The Cult in my Grandmother's House - стр. 9
Soviet Union Geological Research Institute named after A. P. Karpinsky
My parents often took me to work with them. I remember the institute’s museum well. At the entrance stood a huge salt crystal you could lick, and there was a dinosaur skeleton of monstrous proportions in the centre of the permanent exhibition.
I remember that the institute seemed huge, with many corridors, halls and stairways linking the various parts of the bulding. While mum and dad led me along the long corridors I would count the office doors, and between them the smaller doors of the specimen cupboards. On seeing me, my parents’ colleagues would invariably throw up their hands with cries of “Is this really little Ania!? Lord how big she’s getting! Really takes after her mum! Or is it her dad?” That really pleased me. So much so that if someone suddenly forgot to say it, I wondered what was wrong with them.
THE TIME I WORKED AS A GEOLOGIST
The institute had an inner yard which housed the lorries used for geological fieldwork (as well as some homeless cats).
My parents took me on my first field expedition when I was just seven. This was to the Southern Urals, the mountainous region two timezones east of St. Petersburg, considered the border of the Europe and Asian landmasses. We stayed in tents, cooked on a campfire, walked miles into the hills, and I genuinely helped my parents discover ammonites and the fossil trails of single-celled organisms. Since I was smaller I could more easily see them under my feet. I was also tasked with bagging up the samples and labelling them. In the field was the first time I had to cope with masses of insects, jumping in my face as I walked. They only came up to the adults’ waists, but they got me right in the face. I remember my dad very patiently explaining that there was no need to be afraid of the bugs, they were harmless. Obviously I had a multitude of new impressions after my first real field trip. I was very proud that I had done some real geological work.
I remember myself as a happy child. I felt good and safe beside my mum and dad. I was proud of them.

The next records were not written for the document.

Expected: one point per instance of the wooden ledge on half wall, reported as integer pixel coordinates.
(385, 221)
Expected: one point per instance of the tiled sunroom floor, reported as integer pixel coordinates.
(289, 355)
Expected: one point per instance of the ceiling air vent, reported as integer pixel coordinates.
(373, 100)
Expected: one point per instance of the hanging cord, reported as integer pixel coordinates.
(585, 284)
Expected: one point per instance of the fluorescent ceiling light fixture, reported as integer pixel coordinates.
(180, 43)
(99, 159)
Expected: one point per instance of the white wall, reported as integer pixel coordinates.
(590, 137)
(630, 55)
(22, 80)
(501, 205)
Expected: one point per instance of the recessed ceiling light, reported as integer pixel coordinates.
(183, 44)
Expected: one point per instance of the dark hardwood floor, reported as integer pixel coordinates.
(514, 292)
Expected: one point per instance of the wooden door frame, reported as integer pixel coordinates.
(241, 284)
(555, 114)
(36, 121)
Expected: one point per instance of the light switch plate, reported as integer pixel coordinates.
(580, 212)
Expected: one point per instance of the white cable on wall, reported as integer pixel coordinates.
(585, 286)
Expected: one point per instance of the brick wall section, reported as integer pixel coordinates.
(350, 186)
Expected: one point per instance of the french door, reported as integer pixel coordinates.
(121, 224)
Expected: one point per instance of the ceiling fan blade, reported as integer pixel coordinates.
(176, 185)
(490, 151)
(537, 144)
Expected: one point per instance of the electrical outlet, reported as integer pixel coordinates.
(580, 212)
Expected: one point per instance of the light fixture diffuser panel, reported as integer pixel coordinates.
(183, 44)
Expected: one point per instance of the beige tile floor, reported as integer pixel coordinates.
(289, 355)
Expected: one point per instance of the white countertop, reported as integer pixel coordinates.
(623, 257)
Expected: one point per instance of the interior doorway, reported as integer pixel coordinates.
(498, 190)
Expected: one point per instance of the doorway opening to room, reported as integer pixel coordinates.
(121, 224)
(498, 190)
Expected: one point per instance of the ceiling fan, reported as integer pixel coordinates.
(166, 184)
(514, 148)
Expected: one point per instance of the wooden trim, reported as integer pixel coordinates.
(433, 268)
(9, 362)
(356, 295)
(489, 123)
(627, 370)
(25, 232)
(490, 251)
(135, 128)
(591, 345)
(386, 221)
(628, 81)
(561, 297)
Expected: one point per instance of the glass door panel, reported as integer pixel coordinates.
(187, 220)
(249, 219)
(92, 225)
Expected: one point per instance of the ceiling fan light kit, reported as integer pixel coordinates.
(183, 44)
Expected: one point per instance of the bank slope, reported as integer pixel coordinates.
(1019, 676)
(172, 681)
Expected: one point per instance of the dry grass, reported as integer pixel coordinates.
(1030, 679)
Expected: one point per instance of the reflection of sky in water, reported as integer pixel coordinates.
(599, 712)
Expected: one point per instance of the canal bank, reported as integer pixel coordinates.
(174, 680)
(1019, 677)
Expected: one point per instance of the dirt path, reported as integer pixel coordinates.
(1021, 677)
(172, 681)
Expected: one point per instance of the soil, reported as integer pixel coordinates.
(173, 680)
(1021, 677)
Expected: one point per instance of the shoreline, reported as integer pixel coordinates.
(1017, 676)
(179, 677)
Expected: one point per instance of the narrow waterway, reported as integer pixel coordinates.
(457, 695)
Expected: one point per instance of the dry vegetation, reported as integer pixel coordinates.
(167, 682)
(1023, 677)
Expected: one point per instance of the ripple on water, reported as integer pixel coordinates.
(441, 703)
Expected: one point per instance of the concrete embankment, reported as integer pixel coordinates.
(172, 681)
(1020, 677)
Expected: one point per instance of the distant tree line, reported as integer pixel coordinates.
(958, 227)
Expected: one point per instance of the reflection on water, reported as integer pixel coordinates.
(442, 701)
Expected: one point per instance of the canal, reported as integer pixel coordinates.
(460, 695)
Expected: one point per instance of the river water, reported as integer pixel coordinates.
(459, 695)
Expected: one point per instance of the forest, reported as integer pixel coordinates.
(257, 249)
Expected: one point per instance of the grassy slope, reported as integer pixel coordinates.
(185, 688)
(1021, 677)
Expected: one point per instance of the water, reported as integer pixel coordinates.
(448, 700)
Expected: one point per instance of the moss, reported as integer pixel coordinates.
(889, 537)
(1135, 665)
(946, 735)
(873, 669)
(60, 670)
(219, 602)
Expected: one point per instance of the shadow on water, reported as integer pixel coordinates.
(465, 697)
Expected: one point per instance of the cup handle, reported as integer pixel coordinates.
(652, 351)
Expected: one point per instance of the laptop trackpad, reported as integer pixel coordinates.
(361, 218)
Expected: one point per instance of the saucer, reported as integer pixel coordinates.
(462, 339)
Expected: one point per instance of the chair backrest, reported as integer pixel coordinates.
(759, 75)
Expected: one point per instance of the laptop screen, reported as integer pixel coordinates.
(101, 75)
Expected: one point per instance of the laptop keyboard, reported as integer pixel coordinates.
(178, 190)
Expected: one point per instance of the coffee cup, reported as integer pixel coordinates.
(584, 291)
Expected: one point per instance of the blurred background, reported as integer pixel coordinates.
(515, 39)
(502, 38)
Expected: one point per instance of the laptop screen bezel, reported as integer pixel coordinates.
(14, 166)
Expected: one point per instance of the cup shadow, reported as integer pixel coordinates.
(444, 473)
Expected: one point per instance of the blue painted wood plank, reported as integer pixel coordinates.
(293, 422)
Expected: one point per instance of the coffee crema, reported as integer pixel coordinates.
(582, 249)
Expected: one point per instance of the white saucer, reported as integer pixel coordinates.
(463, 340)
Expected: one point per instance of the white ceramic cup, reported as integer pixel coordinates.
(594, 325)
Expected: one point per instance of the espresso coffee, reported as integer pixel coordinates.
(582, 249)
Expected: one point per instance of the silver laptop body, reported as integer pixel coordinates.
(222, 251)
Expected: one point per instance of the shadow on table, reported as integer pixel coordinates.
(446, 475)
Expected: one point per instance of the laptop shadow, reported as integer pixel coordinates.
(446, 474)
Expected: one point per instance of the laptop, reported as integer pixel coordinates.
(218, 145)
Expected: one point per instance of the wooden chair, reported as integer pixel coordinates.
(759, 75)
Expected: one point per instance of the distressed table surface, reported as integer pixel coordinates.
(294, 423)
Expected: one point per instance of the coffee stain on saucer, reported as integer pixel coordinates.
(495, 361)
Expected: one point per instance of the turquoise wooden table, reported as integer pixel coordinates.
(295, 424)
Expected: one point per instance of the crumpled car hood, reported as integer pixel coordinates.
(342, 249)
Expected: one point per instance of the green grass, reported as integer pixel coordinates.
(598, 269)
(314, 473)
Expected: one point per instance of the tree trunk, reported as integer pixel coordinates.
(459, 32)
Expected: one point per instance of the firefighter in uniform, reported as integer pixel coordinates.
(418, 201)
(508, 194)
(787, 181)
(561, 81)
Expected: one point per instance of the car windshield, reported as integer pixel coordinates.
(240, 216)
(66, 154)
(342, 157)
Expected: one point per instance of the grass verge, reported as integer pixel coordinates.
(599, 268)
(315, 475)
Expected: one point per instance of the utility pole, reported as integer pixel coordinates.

I finished my first year of school in Leningrad, and then it was the summer holidays. My parents sent me to stay with my grandmother in Dushanbe, the capital of Tajikistan. This was still Soviet times, and Tajikistan was part of the Soviet Union.
2. Brainwashing
THE FIRST COMMUNE ON LAKHUTI
On arrival in Dushanbe I was taken aback. It was the town where I was born, and the house where I spent my early years, where every millimetre was my territory, strewn with my beloved toys, but – it was different. In this tiny two-room apartment with its combined bathroom and toilet there were about 20 people of various ages, all complete strangers to me. They all slept side by side on the floor, tightly pressed against each other, sharing blankets and pillows. They ate on the floor too, on a spread-out oilcloth. The apartment had ceased to be a cosy and safe place to play.